Os homens são os produtores de suas representações, de suas ideias e assim por diante, mas os homens reais, ativos (...). A consciência não pode jamais ser outra coisa do que o ser consciente, e o ser dos homens é o seu processo de vida real (p. 94).

A relação de não-identidade entre a realidade e o conhecimento se expressa também no fato de que, ainda que este necessariamente implique em algum grau de apreensão da objetividade que se busca conhecer, pode não ser mais do que a apreensão do que está imediatamente dado, da aparência da realidade e não de sua essência. O reconhecimento da diferenciação e da necessária relação entre estas duas formas de apresentação da realidade é imprescindível para a resolução do problema de como é possível conhecê-la.

Aparência e essência se distinguem na medida em que

as formas fenomênicas da realidade (...) como conjunto de representações ou categorias do ―pensamento comum‖ (...) são diferentes e muitas vezes absolutamente contraditórias com a lei do fenômeno, com a estrutura da coisa e, portanto, com o seu núcleo interno essencial e o seu conceito correspondente (KOSIK, 2011, p. 14).

Esta distinção não significa, contudo, que a aparência corresponda a uma camada mais superficial da realidade, sob a qual se esconderia a essência enquanto verdade oculta a ser descoberta (KOSIK, 2011). A relação entre aparência e essência não é imanente. Tampouco deve se tomar aparência como sinônima de falsidade e essência como sinônima de verdade. Aparência e essência possuem o mesmo estatuto ontológico, são igualmente reais e verdadeiras (LESSA, 2012a).

A emergência da aparência e da essência enquanto formas distintas de apresentação da realidade se fundamenta na práxis, a partir de formas distintas de apreensão da realidade objetiva pela atividade prático-sensível humana. Não se trata, portanto, de apenas duas formas e dois graus de conhecimento

distintos, ―mas especialmente e sobretudo duas qualidade da práxis humana‖ (KOSIK, 2011, p. 13).

A práxis cotidiana e o senso comum que lhe corresponde ―colocam o homem em condições de orientar-se no mundo, de familiarizar-se com as coisas e manejá-las‖ imediatamente e determinam nos fenômenos uma aparência concreta que deve, contudo, ser apropriadamente denominada pseudoconcreticidade, formada pela práxis fetichizada que oculta nos objetos o seu caráter de produto da atividade social humana, fixando nestes a aparência de objetos naturais, e pelos reflexos dos fenômenos na consciência na forma de representações comuns (KOSIK, 2011, p. 14 – 15). Desta forma,

os fenômenos e as formas fenomênicas das coisas se reproduzem espontaneamente no pensamento comum como realidade (a realidade mesma) não porque sejam os mais superficiais e mais próximos do conhecimento sensorial, mas porque o aspecto fenomênico da coisa é produto natural da práxis cotidiana. A práxis utilitária cria ―o pensamento comum‖, (...) forma ideológica do agir humano de todos os dias (ibid., p. 19).

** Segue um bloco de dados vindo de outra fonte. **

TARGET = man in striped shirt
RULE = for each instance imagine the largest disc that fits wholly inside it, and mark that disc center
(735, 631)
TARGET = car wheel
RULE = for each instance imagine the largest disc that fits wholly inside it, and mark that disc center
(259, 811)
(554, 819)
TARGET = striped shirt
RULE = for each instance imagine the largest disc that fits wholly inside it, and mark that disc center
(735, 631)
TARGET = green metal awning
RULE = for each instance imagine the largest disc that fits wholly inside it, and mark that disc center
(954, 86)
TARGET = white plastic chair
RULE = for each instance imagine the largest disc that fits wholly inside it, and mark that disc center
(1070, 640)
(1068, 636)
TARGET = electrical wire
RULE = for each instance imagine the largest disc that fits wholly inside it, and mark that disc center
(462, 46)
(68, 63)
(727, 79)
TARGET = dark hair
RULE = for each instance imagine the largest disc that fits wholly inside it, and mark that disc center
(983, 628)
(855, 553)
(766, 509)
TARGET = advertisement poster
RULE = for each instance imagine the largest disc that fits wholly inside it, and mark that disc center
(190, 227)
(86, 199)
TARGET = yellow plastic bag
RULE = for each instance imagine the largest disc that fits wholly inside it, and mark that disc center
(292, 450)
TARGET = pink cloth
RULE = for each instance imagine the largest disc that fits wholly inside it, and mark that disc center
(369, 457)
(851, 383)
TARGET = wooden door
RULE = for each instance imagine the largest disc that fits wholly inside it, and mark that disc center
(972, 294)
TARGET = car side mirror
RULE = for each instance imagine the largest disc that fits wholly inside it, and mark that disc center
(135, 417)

Para a definição deste problema, é preciso, portanto, definir anteriormente como se pode entender, de forma materialista, histórica e dialética, a cotidianidade – a qual corresponde formas específicas de práxis e de reflexo da realidade nas quais aparência e essência se apresentam cindidas.

O cotidiano, a vida do dia-a-dia, ―o alfa e o ômega da existência de todo e cada indivíduo‖ (NETTO, 1989, p. 67), o ―mundo da intimidade, da familiaridade, da experiência, da repetição, do cálculo e do domínio individual‖ (KOSIK, 2011, p. 81), é o nível de reprodução da realidade em que se dá o processo de reprodução direta do indivíduo enquanto tal e, consequentemente, de reprodução indireta da sociedade como um todo (HELLER, 1992). O cotidiano não é, portanto, uma vida privada em oposição a uma vida pública, uma vida profana em oposição a uma nobre ou o comum em oposição ao histórico (KOSIK, 2011), mas o nível indispensável de tarefas necessárias à reprodução direta da vida individual. A vida cotidiana é, portanto, insuprimível e somente pode ser suspensa temporariamente (NETTO, 1989). Mesmo as formas não cotidianas de práxis e de reflexo emergem da cotidianidade, quando esta se torna de alguma forma problemática (KOSIK, 2011), e necessariamente retornam a ela (LUKÁCS, 1966; HELLER, 1992).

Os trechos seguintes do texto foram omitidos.